Massachusetts, where I live and work, became one of the first states in the country to provide financial assistance to those not traditionally eligible for unemployment compensation (read: self-employed and gig workers). It took the state just three weeks to build out an entire website for Pandemic Unemployment Assistance (PUA), and in the first few days of the program launch, the Massachusetts unemployment office had already received over 200,000 PUA applications, among them mine.

In the span of just five business days, not only did I apply and get approved for PUA benefits, but six weeks of unemployment benefits were also direct deposited into my checking account. It feels good to know there are safety nets in place, and I am thankful to be benefit ting. 

Where things stand now: some bills paid, others still on hold

Here's my most recent update: Have I caught up with my mortgage payments? Yes. I essentially directed my entire stimulus check (adios creative plans to support local businesses and order take-out from the few restaurants in our area that remain open) plus the first two weeks of PUA I received to clear up that murky mess; it felt like the right thing to do.

As far as my car goes, my car company is sending the account to collections because I missed my March and April payments; their system (which is automated) can't catch all the anomalies that are cropping up due to COVID-19. Later, though, they will go in and remove the credit markers and refund late fees.

Am I out of the woods? No, not by a long shot. And here's the thing: I remain uncertain as to how quickly I should start shoveling money back into the system, and I'm trying not to be fearful.

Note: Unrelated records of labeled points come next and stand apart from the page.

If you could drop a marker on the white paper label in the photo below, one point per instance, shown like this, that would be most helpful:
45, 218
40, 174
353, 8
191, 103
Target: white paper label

I suppose there is no other choice than to put one foot in front of the other, begin allocating funds to the most pressing places, and say a silent prayer that life — namely my work life — will be back to normal sooner rather than later.

Tuition payments are expected to resume in June, and I'll be poised to pay. As for my daughters' summer camp bills? I think I'll leave those funds in the bank. Just in case life takes longer than I'd like to get back on track.